Global debt has reached a record $237 trillion. That’s more than 327% of global GDP.

Overextended debt played a key role in blowing up the global economy about a decade ago, and debt has increased by $68 trillion, or more than 50% global GDP, since then.

As the Fed, and thus everyone, increases interest rates, the risk to highly indebted borrowers — corporate and sovereign — will cause rapid increases in financing costs that disproportionately affect illiquid and riskier high-yield bonds.

Exactly the same high-yield bonds that have attracted so much money during the engineered “risk off” QE programs.

Higher rates will also create large mark-to-market losses on existing debt. A 1% increase in U.S. government bond rates is estimated to exceed $2 trillion on the global scale.

Earnings reports will be dismal, collateral used to secure loans will become insufficient, and economic growth will be sluggish at best as asset values slide.

All of that is certainly still true, the problem is that I omitted a lot of what is going on down at the low end of the corporate ladder.

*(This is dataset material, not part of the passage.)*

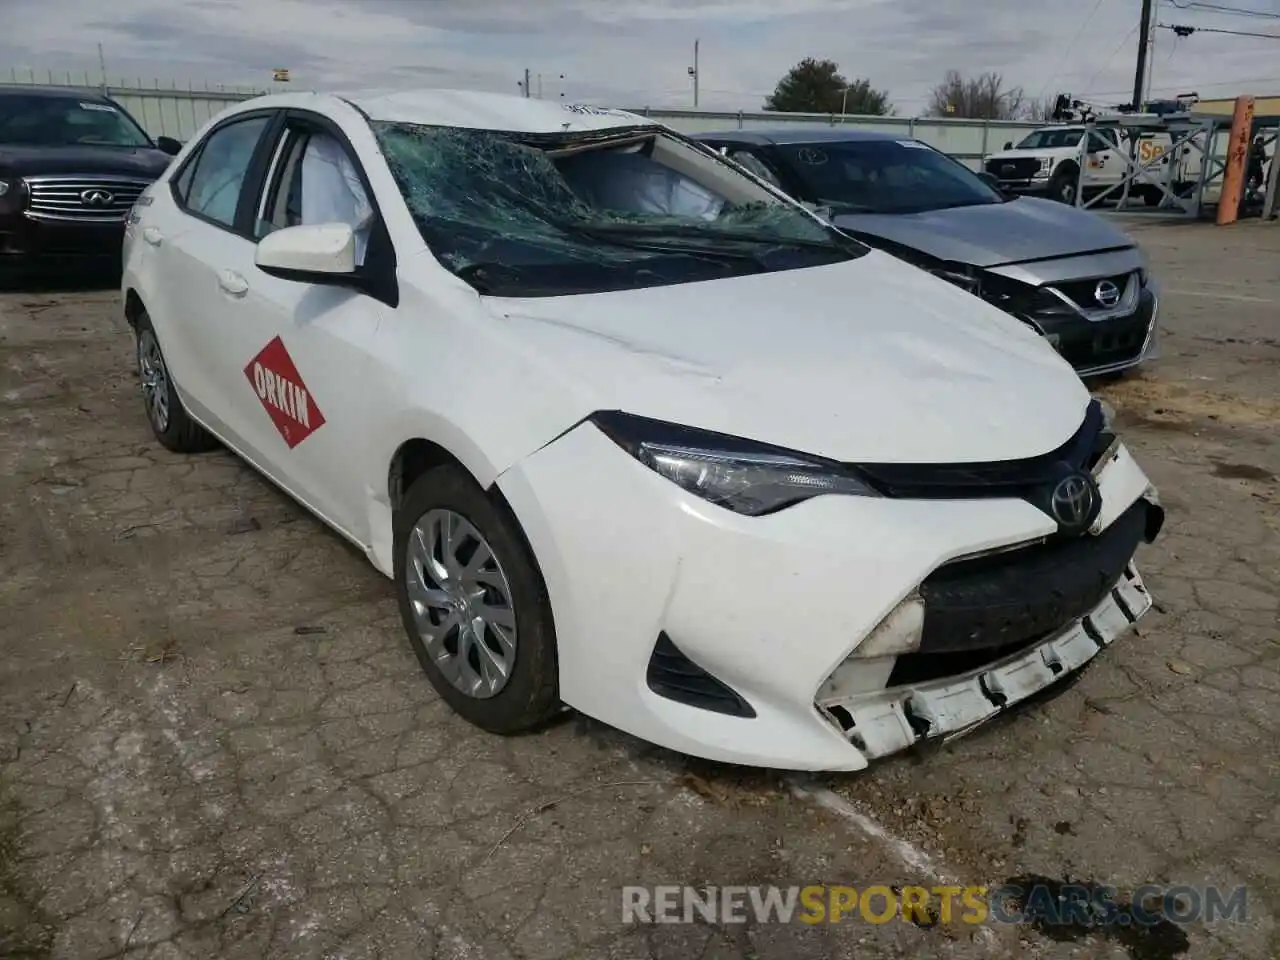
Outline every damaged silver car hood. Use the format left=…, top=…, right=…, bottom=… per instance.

It is increasingly becoming apparent that small firms, which account for half of U.S. economic production, are already starting to go belly up.

Troubling Figures

Unfortunately, data for these small firms can be fragmented or hard to find. They simply don’t factor in to a lot of industry and trade group figures. They’re too small and numerous to get good data from.

The Institute of International Finance Inc, a trade group for financial institutions, recently released some troubling data on them, though.

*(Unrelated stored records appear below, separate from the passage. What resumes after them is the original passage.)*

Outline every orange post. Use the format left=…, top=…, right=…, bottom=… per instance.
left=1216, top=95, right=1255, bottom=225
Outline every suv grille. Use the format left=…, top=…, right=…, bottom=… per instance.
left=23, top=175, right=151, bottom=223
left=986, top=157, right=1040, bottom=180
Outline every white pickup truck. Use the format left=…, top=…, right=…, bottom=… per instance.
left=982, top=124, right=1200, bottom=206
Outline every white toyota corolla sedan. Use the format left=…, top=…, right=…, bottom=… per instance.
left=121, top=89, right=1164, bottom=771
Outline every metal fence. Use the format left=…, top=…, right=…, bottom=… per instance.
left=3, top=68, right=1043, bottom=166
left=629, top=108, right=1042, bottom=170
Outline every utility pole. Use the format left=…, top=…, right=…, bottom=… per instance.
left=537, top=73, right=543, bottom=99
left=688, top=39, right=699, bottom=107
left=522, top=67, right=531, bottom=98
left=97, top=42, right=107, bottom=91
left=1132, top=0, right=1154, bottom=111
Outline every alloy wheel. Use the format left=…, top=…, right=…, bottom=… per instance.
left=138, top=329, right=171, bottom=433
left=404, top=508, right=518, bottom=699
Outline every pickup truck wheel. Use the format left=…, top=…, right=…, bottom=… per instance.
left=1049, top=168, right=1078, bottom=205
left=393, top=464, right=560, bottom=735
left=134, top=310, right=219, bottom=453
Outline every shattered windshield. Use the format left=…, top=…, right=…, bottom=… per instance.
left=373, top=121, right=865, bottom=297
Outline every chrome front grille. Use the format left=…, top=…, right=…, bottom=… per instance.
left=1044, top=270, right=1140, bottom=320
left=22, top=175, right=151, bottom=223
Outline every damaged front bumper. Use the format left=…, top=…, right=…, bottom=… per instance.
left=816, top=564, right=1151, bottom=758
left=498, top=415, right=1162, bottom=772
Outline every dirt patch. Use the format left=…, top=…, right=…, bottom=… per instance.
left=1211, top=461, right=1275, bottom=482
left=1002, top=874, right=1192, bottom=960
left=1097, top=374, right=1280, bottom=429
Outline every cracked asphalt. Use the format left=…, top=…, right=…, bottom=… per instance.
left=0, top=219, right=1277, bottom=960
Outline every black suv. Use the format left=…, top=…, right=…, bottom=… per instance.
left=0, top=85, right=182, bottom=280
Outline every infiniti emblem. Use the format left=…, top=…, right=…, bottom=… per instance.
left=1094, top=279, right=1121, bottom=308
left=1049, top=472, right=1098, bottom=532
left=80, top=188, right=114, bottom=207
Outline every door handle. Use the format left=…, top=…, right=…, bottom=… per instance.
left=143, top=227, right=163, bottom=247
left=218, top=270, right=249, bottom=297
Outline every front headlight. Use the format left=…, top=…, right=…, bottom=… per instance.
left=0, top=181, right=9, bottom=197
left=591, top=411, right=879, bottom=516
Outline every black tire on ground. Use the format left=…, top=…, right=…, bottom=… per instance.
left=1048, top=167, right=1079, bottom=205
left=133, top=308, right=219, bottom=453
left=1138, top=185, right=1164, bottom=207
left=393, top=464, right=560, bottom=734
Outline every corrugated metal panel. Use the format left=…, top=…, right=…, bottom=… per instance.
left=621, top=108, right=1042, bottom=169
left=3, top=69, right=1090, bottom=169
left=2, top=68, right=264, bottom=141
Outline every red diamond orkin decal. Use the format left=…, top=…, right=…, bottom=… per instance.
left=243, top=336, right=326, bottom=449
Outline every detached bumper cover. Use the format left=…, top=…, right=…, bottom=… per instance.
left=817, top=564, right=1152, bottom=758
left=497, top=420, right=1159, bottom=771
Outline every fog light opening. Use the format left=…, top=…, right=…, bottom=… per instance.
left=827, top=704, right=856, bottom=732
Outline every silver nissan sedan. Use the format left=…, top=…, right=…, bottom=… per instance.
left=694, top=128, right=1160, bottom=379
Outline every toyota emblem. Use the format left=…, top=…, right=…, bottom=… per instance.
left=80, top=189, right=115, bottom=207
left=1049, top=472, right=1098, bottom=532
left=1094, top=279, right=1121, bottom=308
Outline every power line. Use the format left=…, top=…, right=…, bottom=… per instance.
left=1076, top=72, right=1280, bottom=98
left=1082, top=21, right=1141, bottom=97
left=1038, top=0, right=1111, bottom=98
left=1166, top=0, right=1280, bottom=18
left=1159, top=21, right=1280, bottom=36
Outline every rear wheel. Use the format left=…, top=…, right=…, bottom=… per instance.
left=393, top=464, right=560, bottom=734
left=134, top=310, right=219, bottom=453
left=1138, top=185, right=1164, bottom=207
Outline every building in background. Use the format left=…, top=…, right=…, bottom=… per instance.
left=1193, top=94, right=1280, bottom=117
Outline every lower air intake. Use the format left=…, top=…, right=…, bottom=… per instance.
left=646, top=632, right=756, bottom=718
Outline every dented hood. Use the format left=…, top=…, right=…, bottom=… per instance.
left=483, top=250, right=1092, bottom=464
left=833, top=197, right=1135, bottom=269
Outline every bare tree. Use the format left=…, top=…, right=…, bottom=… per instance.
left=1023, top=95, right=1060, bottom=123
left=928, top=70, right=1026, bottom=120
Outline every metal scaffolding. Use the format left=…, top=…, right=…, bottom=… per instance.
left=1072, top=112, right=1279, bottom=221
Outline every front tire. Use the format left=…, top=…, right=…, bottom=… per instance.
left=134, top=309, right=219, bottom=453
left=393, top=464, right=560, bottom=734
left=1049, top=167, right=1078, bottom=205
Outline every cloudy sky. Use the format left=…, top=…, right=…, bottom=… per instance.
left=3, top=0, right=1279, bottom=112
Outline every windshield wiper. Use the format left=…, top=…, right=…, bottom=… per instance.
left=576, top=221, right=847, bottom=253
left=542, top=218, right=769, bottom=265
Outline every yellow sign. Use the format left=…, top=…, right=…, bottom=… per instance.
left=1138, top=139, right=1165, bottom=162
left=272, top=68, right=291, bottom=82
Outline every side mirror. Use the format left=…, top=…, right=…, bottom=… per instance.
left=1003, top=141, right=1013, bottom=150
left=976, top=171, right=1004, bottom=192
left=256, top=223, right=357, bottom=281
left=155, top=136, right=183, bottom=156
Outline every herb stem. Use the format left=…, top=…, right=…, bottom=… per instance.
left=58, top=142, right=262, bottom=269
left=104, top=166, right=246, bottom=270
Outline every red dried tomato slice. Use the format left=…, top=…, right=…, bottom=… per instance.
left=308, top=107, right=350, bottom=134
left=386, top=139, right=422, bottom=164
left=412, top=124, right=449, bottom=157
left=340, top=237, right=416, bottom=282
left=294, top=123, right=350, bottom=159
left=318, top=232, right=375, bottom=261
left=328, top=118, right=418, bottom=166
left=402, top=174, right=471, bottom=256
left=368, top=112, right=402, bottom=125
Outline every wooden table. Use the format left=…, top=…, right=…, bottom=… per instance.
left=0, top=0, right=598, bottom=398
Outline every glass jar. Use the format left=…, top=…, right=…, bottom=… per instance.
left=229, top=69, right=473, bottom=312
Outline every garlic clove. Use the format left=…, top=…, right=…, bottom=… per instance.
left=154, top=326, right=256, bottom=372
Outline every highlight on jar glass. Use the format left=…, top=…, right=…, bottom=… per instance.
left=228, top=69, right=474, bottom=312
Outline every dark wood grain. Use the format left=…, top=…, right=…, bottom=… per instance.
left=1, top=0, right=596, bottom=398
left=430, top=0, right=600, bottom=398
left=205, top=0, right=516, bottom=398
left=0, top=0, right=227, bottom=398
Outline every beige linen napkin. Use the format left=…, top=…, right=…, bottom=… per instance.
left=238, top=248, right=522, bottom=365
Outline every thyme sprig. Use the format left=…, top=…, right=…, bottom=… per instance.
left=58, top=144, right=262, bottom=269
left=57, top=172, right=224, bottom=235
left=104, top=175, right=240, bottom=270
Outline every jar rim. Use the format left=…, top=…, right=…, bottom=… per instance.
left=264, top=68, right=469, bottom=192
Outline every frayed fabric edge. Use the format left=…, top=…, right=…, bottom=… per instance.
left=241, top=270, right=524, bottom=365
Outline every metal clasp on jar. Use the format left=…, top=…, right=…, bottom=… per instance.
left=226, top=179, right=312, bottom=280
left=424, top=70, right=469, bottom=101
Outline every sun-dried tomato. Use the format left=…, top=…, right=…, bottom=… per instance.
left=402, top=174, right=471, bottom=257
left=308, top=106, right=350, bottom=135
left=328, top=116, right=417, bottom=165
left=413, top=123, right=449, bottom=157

The number of companies struggling with debt obligations is hovering near record highs. Roughly 17% of publicly-traded U.S. companies had trouble making debt interest payments at the end of last year.

Note — interest payments. Virtually all of their earnings that don’t keep the lights on are going to lenders but are not putting a dent in principal.

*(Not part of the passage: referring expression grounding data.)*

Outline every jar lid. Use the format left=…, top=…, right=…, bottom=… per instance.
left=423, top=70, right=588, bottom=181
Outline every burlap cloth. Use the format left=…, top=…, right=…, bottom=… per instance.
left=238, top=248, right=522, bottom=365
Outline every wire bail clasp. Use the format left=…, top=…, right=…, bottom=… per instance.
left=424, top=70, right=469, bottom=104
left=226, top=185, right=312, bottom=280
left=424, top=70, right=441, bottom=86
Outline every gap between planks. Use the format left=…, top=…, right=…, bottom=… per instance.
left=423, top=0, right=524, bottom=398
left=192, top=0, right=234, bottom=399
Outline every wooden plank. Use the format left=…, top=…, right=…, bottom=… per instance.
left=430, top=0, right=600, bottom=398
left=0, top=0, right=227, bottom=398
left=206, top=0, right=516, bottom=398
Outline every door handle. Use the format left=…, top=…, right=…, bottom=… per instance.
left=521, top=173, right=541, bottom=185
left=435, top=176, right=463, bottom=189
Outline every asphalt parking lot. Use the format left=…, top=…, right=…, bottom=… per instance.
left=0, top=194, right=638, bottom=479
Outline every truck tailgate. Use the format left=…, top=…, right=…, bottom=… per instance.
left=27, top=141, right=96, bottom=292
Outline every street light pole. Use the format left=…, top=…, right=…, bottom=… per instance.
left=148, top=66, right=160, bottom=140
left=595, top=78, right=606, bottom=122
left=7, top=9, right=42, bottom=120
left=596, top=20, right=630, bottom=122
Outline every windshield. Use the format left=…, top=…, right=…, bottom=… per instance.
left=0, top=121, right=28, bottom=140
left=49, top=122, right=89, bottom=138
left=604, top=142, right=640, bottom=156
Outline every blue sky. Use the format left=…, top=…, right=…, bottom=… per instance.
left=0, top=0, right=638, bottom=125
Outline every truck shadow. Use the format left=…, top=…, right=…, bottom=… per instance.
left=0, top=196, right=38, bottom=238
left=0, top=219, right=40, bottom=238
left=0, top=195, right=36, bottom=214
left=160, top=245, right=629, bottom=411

That means no new jobs, no expansions, no machines, or new revenue sources or reduction of total debt.

They’re already effectively zombie firms, just limping along until they magically see a windfall of profit (imagine the odds), or they collapse under one bad financial blow, or they simply collapse under rising interest rates.

The Headline Number Propaganda

You aren’t going to hear from the Fed or its stalwart defenders that companies that are responsible for 8.5% of the domestic economy (17% of the companies responsible for half of economic production) are on the verge of collapse.

You aren’t going to hear about how the decades of guesswork with fancy sounding code words echoing down from the ivory tower like “extraordinary measures” and “quantitative easing” and “neokeynesian policies” are only now starting to be tested, and it already looks dire.

You aren’t going to hear about how, if and when things get bad, the Fed will ditch its “dual mandate” (there’s another one) and gear the economy to protect the wealth of its patrons, the international banking and finance firms.

You won’t hear a peep from the Fed about how it set itself up to fail, and you to own the smoldering wreckage the next time something goes wrong.

Do yourself a favor. Make sure you are moving away from the convenience of the investments that will suffer the most.

Don’t let a financial advisor chase yields into increasingly questionably-rated bonds. Be very careful of what funds — passive, active, and total — your accounts own.

Make sure you diversify into investments that can perform in spite of the stock market or dollar.

There isn’t a new economic windfall coming to reinflate the companies on the verge of collapse. Just the opposite. It’s about time for the free market to cull the weak.